What a pitty that ugly timestamp is on the bottom , could be framed otherwise without cropping 8)


----------



## Gunston (May 10, 2006)

Lovely pic!
If you catch a fish it's a bonus!!


----------



## Dodge (Oct 12, 2005)

PeterJ said:


> Lovely pic .
> What a pitty that ugly timestamp is on the bottom , could be framed otherwise without cropping 8)


Agree Peter after getting my camera, one the first things removed was the date stamp, after seeing some nice local dam scenery marred by the date appearing.
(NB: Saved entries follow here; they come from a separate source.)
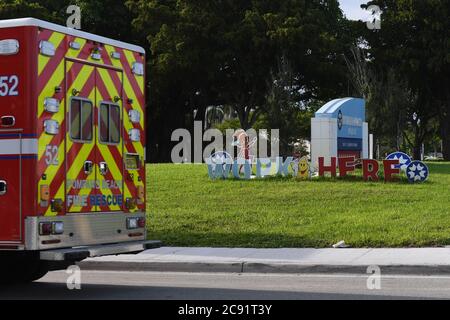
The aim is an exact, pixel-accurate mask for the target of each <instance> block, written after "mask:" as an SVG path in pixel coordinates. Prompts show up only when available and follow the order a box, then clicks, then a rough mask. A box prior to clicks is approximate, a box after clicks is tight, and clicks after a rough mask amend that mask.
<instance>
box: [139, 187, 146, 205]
mask: <svg viewBox="0 0 450 320" xmlns="http://www.w3.org/2000/svg"><path fill="white" fill-rule="evenodd" d="M138 198H139V201H140V202H141V204H142V203H143V202H144V201H145V189H144V186H139V187H138Z"/></svg>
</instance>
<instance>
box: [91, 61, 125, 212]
mask: <svg viewBox="0 0 450 320" xmlns="http://www.w3.org/2000/svg"><path fill="white" fill-rule="evenodd" d="M98 70H99V74H100V77H101V79H100V81H103V83H104V84H105V87H106V90H107V91H108V93H109V95H110V96H112V97H114V96H115V95H118V93H117V90H116V88H115V86H114V85H113V83H112V80H111V79H110V77H109V74H108V72H107V71H106V70H103V69H98ZM104 99H105V97H103V96H102V95H101V93H100V91H99V90H97V100H98V101H102V100H104ZM98 107H100V106H98ZM121 113H122V114H123V110H122V111H121ZM121 116H122V115H121ZM121 141H122V143H123V137H121ZM97 144H98V150H99V152H100V153H101V155H102V157H103V159H105V161H106V162H107V163H108V166H109V169H110V172H111V175H112V176H113V179H114V180H116V181H119V180H120V181H123V180H124V177H123V175H122V169H121V168H119V167H118V166H117V164H116V161H115V160H114V157H113V155H112V154H111V152H110V150H109V147H108V146H107V145H103V144H101V143H100V142H99V141H97ZM114 148H117V150H118V152H119V154H120V155H121V157H122V144H120V145H119V146H115V147H114ZM100 180H101V181H102V180H104V179H103V177H100ZM123 188H125V190H123ZM120 191H121V193H122V194H125V193H126V192H129V190H128V187H127V186H126V184H125V183H123V187H121V188H120ZM101 192H102V194H105V195H112V191H111V190H105V189H102V190H101ZM110 209H111V210H120V209H121V207H120V206H110Z"/></svg>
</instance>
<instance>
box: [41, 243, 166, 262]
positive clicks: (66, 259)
mask: <svg viewBox="0 0 450 320" xmlns="http://www.w3.org/2000/svg"><path fill="white" fill-rule="evenodd" d="M160 246H161V242H160V241H136V242H129V243H116V244H107V245H97V246H89V247H79V248H69V249H54V250H46V251H41V252H40V258H41V260H45V261H81V260H83V259H86V258H90V257H101V256H107V255H118V254H128V253H139V252H142V251H144V250H148V249H155V248H159V247H160Z"/></svg>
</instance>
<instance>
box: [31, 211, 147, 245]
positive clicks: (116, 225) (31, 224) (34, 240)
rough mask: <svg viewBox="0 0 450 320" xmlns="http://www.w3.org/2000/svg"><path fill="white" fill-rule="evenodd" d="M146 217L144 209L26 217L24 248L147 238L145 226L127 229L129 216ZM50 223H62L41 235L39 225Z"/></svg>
mask: <svg viewBox="0 0 450 320" xmlns="http://www.w3.org/2000/svg"><path fill="white" fill-rule="evenodd" d="M145 217H146V214H145V212H135V213H124V212H99V213H92V214H70V215H65V216H54V217H46V216H39V217H27V218H26V220H25V250H29V251H47V250H53V249H55V250H56V249H71V248H78V247H93V246H100V245H105V244H113V243H133V242H137V241H145V240H147V232H146V229H145V227H138V228H133V229H130V228H128V222H127V221H128V219H139V218H145ZM53 223H59V224H63V229H64V230H63V233H62V234H53V233H52V234H50V235H42V234H41V231H40V228H41V226H42V225H43V224H53Z"/></svg>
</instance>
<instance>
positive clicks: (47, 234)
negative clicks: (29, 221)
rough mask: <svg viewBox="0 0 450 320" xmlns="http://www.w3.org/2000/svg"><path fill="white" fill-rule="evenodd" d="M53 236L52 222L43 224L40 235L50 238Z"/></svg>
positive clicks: (40, 232)
mask: <svg viewBox="0 0 450 320" xmlns="http://www.w3.org/2000/svg"><path fill="white" fill-rule="evenodd" d="M51 234H52V223H51V222H41V223H40V224H39V235H41V236H49V235H51Z"/></svg>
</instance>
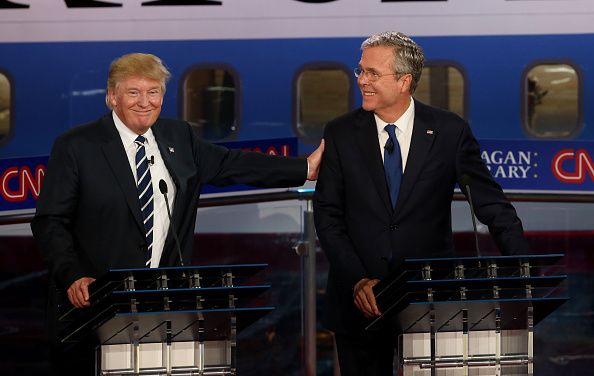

Down the years have seen hundreds of dawns/sunsets and still never cease to appeal to the eye.


----------



## Rangi Boy (Jun 4, 2006)

Cheers everyone, and yes i have removed the time/date stamp! it was a shame it was there watse of a good shot ,once again cheers. Dion


----------



## Jebster (Dec 18, 2005)

Hi Rangi Boy,
Great pix mate, but there is only 1 thing missing? A fish in the foreground :lol:, cheers.
Jebster.....


----------



## Russ (Feb 24, 2006)

:shock: Is that Troppo up ahead 

 fishing Russ


----------



## Shoey (Aug 30, 2005)

Did you fish out of the yak or in a boat? Due to a few visitors lately, we have fished The Pin via the tinny, but I am very keen to get down there in the yak. Great place for an overnighter.


----------



## Rangi Boy (Jun 4, 2006)

Hey shoey, mate fished out of my boat, had young fella and mate with me, probably a bit cold for the young ones on a yak! bugger listening to them whinge all day about the cold!!! be good fishing out of yak around the ''Pin'' might wait till Fishbrain and Jebster are keen then check it out. cheers Dion.


----------



## YakAtak (Mar 13, 2006)

Camping the Pin might be OK, if you don't mind getting carried away by mozzies and sand flies, very thick down that way.


----------



## beefs (Jan 30, 2006)

Russ said:


> :shock: Is that Troppo up ahead
> 
> fishing Russ


hey russ - i've heard that troppo thinks the sun shines out of his proverbial but - nah don't think its him :wink: :lol: :wink:

(sorry troppo but it was too good to miss!! :lol: :lol: )


----------



## KingsRule (Sep 14, 2005)

I got a bit bored so i edit'ed it for ya

http://img15.imgspot.com/?u=/u/06/188/0 ... 333667.jpg


----------



## Rangi Boy (Jun 4, 2006)

Hey KingsRule nice work with my photo, looks heaps better, great job. cheers Dion.


----------



## Rangi Boy (Jun 4, 2006)

Hey KingsRule nice work with my photo, looks heaps better, great job. cheers Dion.


----------